To assess patient comfort, a questionnaire was administered evaluating several parameters (e.g., dysphonia, dysphagia). Scores were slightly higher in the Hyrax group compared to the IPE group, indicating marginally greater discomfort. These findings align with Rabah (4), who reported greater initial discomfort in patients treated with a rapid expander compared to those treated with a removable slow expander (4).

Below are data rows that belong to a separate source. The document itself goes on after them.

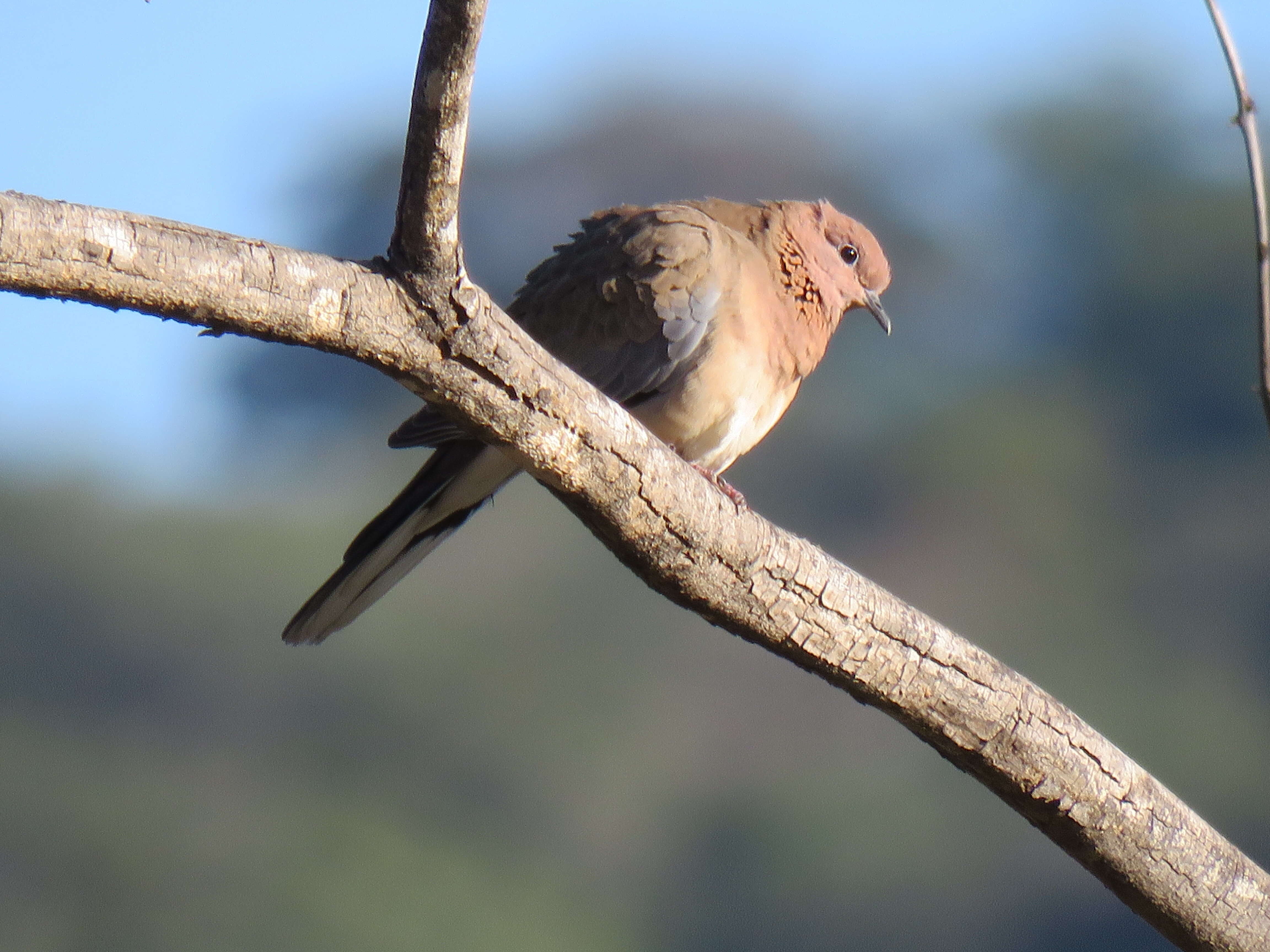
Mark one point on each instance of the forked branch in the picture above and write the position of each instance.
(445, 339)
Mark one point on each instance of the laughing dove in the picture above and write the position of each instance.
(700, 318)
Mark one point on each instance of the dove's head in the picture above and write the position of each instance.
(845, 259)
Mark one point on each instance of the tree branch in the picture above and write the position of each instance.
(446, 341)
(1248, 122)
(426, 239)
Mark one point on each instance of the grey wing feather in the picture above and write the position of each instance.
(629, 301)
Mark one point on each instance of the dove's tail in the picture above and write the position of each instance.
(454, 484)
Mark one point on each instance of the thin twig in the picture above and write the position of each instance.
(426, 239)
(1246, 120)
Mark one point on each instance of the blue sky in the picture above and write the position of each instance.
(209, 112)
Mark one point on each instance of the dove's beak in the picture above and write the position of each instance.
(874, 304)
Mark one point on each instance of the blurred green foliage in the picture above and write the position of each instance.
(523, 748)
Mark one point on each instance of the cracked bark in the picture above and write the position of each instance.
(422, 322)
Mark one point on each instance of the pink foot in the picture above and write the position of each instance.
(724, 487)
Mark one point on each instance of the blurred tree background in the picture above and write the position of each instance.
(1060, 455)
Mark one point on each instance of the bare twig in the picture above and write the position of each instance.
(449, 343)
(426, 239)
(1248, 122)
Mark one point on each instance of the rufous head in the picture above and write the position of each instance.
(843, 258)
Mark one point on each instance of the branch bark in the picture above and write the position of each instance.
(1246, 120)
(444, 338)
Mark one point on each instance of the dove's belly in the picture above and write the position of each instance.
(721, 409)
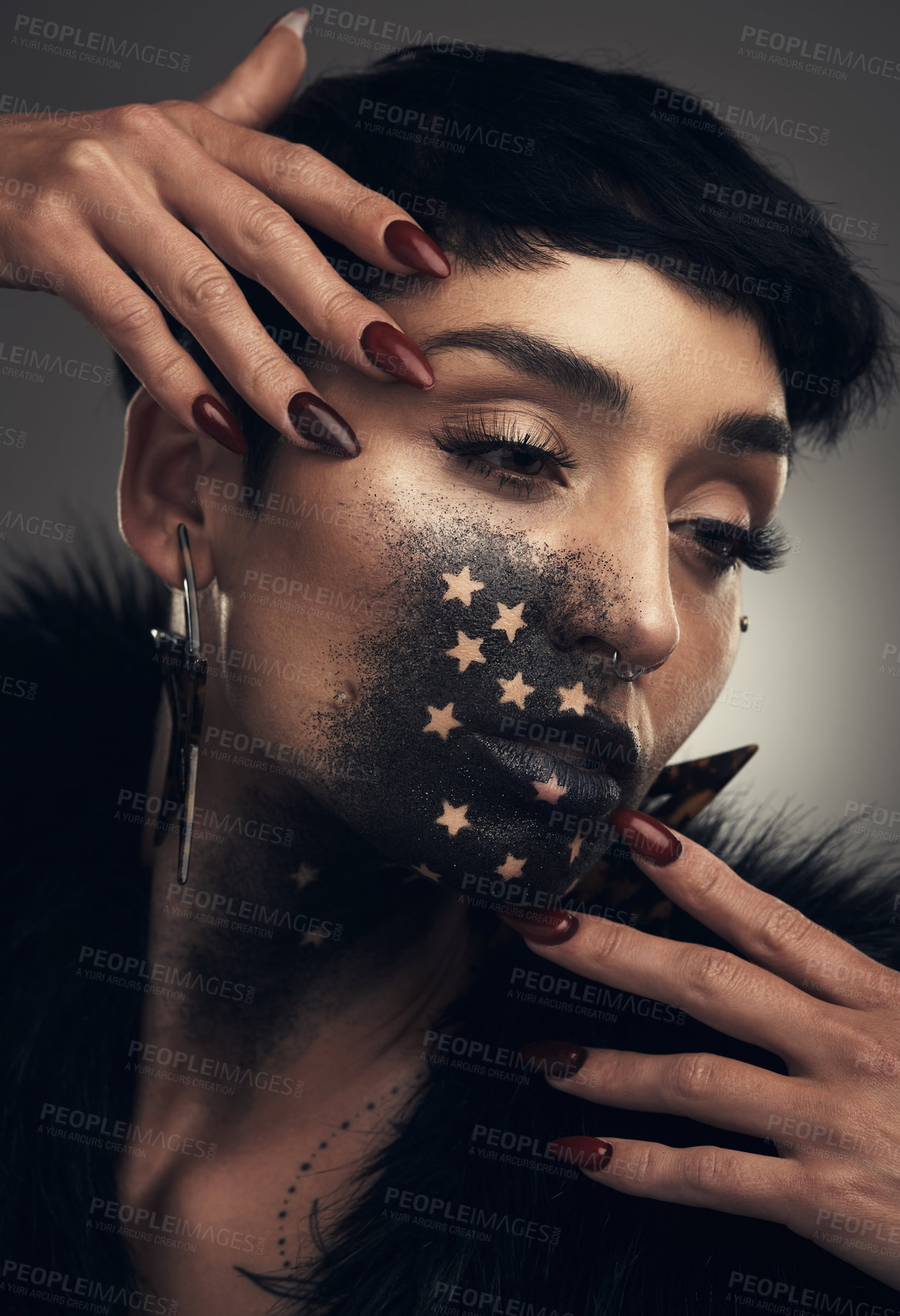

Nevertheless, certain limitations of the present study should be acknowledged. First, being a pilot study, the results must be interpreted with caution, this type of design may lead a possible overestimation of the observed effects and non-objective interpretation of the results. Also, the relatively small sample size limits the statistical power of the analysis and reduces the the generalizable nature of the findings, particularly with respect to interindividual variability in skeletal and dentoalveolar responses to maxillary expansion. In addition, the short follow-up period, restricted to the immediate post-expansion phase, does not allow conclusions regarding the long-term stability of the observed effects. Second, although occlusal radiography represents a validated, minimally invasive, and clinically reproducible method for assessing midpalatal suture opening, the absence of three-dimensional imaging precludes more detailed evaluation of transverse skeletal changes and their spatial distribution. Moreover, pain was not assessed among the patient-reported outcomes. While the questionnaire focused on functional and mechanical aspects related to the appliances, the inclusion of pain assessment could have provided complementary information on patient experience. Future studies with larger cohorts, long-term follow-up, three-dimensional imaging, and a more comprehensive evaluation of patient-reported outcomes and biomechanical force distribution are needed to further clarify the effects, stability, and mechanisms of action of digital and conventional palatal expanders.
Conclusions
The preliminary results of this pilot study shows that IPE appears effective in increasing the width of the maxillary arch and promoting the opening of the midpalatal suture. The observed outcomes were largely comparable to those achieved with rapid maxillary expansion using a Hyrax expander for most occlusal parameters and for all radiographic parameters evaluated. While the magnitude of expansion obtained with IPE was slightly lower, the expansion pattern appeared more uniform, consistent with a gradual and controlled activation protocol. Based on the preliminary results and considering the limitations of this pilot study, IPE may be considered a potential alternative to conventional expanders in patients with mixed dentition. Further studies are needed to confirm these results and fully evaluate the clinical applicability, considering larger samples and longer follow-up times.